What is the background?
Chairman of the House Judiciary Committee Jim Jordan sent the Justice Department a letter on Jan. 13 requesting documents related the scandal.
Jordan announced his probe on Jan. 13, one day after Attorney General Merrick Garland appointed former U.S. attorney Robert Hur as special counsel to investigate Biden. Specifically, Jordan wants all documents and communications related to the investigation.
"It is unclear when the Department first came to learn about the existence of these documents, and whether it actively concealed this information from the public on the eve of the 2022 elections," Jordan wrote in his letter. "It is also unclear what interactions, if any, the Department had with President Biden or his representatives about his mishandling of classified material. The Department’s actions here appear to depart from how it acted in similar circumstances."
How did the DOJ respond?
In a letter on Monday, Assistant Attorney General Carlos Felipe Uriarte told Jordan the DOJ will not hand over any of the requested materials for congressional oversight.

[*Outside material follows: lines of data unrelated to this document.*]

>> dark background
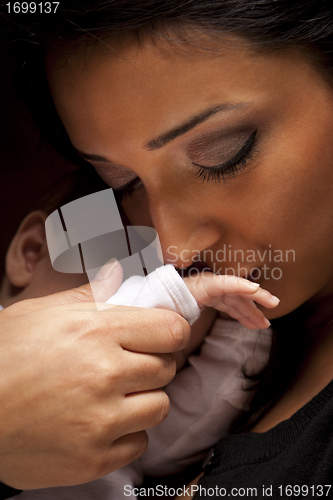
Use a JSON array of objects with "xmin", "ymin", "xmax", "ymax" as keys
[{"xmin": 0, "ymin": 43, "xmax": 78, "ymax": 279}]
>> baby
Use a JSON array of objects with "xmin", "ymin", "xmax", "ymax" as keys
[
  {"xmin": 106, "ymin": 263, "xmax": 276, "ymax": 482},
  {"xmin": 0, "ymin": 172, "xmax": 277, "ymax": 499},
  {"xmin": 107, "ymin": 262, "xmax": 275, "ymax": 369}
]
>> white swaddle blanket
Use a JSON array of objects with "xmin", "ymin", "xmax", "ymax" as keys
[{"xmin": 106, "ymin": 264, "xmax": 200, "ymax": 325}]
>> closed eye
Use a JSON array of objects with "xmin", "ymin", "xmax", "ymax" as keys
[
  {"xmin": 193, "ymin": 130, "xmax": 257, "ymax": 182},
  {"xmin": 113, "ymin": 176, "xmax": 143, "ymax": 202}
]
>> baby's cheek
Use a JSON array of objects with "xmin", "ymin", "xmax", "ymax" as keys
[{"xmin": 40, "ymin": 268, "xmax": 89, "ymax": 296}]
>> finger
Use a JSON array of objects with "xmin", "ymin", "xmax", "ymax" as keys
[
  {"xmin": 238, "ymin": 286, "xmax": 280, "ymax": 308},
  {"xmin": 238, "ymin": 316, "xmax": 262, "ymax": 330},
  {"xmin": 90, "ymin": 431, "xmax": 149, "ymax": 480},
  {"xmin": 220, "ymin": 295, "xmax": 271, "ymax": 329},
  {"xmin": 184, "ymin": 273, "xmax": 280, "ymax": 309},
  {"xmin": 88, "ymin": 259, "xmax": 124, "ymax": 302},
  {"xmin": 7, "ymin": 301, "xmax": 191, "ymax": 355},
  {"xmin": 120, "ymin": 351, "xmax": 177, "ymax": 394},
  {"xmin": 54, "ymin": 258, "xmax": 124, "ymax": 304},
  {"xmin": 108, "ymin": 431, "xmax": 149, "ymax": 466},
  {"xmin": 184, "ymin": 274, "xmax": 261, "ymax": 307},
  {"xmin": 212, "ymin": 296, "xmax": 269, "ymax": 329},
  {"xmin": 108, "ymin": 431, "xmax": 149, "ymax": 463},
  {"xmin": 111, "ymin": 389, "xmax": 171, "ymax": 440},
  {"xmin": 97, "ymin": 306, "xmax": 191, "ymax": 354},
  {"xmin": 6, "ymin": 260, "xmax": 124, "ymax": 315},
  {"xmin": 212, "ymin": 302, "xmax": 258, "ymax": 329}
]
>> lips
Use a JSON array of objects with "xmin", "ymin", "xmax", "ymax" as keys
[
  {"xmin": 227, "ymin": 266, "xmax": 262, "ymax": 281},
  {"xmin": 176, "ymin": 262, "xmax": 262, "ymax": 281},
  {"xmin": 175, "ymin": 261, "xmax": 213, "ymax": 278}
]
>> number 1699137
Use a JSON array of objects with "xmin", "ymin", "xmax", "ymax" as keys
[
  {"xmin": 5, "ymin": 2, "xmax": 59, "ymax": 13},
  {"xmin": 278, "ymin": 485, "xmax": 332, "ymax": 497}
]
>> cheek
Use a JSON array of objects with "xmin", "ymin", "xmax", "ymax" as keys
[
  {"xmin": 121, "ymin": 191, "xmax": 153, "ymax": 227},
  {"xmin": 36, "ymin": 267, "xmax": 89, "ymax": 296},
  {"xmin": 265, "ymin": 124, "xmax": 333, "ymax": 249},
  {"xmin": 222, "ymin": 109, "xmax": 333, "ymax": 248},
  {"xmin": 51, "ymin": 273, "xmax": 89, "ymax": 292},
  {"xmin": 242, "ymin": 130, "xmax": 333, "ymax": 311}
]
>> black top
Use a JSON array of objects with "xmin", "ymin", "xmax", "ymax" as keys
[
  {"xmin": 195, "ymin": 379, "xmax": 333, "ymax": 499},
  {"xmin": 0, "ymin": 483, "xmax": 21, "ymax": 500}
]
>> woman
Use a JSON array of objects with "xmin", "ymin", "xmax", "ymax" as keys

"Disclosures to Congress about active investigations risk jeopardizing those investigations and creating the appearance that Congress may be exerting improper political pressure or attempting to influence Department decisions in certain cases," Uriarte wrote.
"Judgments about whether and how to pursue a matter are, and must remain, the exclusive responsibility of the Department," he asserted.
To divulge information related to the DOJ's ongoing special counsel investigation would, according to Uriarte, violate "longstanding policy."
"Disclosing non-public information about ongoing investigations could violate statutory requirements or court orders, reveal road maps of our investigations, and interfere with the Department’s ability to gather facts, interview witnesses, and bring criminal prosecutions where warranted," he said.
How did Jordan respond?
Russell Dye, a spokesman for Jordan, said the decision indicates the DOJ is "playing politics."
"It's concerning, to say the least, that the Department is more interested in playing politics than cooperating," Dye said, CNN reported.
Meanwhile, Jordan disclosed last week that he was "definitely looking at asking for documents via subpoena," but said at the time he was only considering it. Perhaps the DOJ's refusal to cooperate with his investigation has made his decision easier.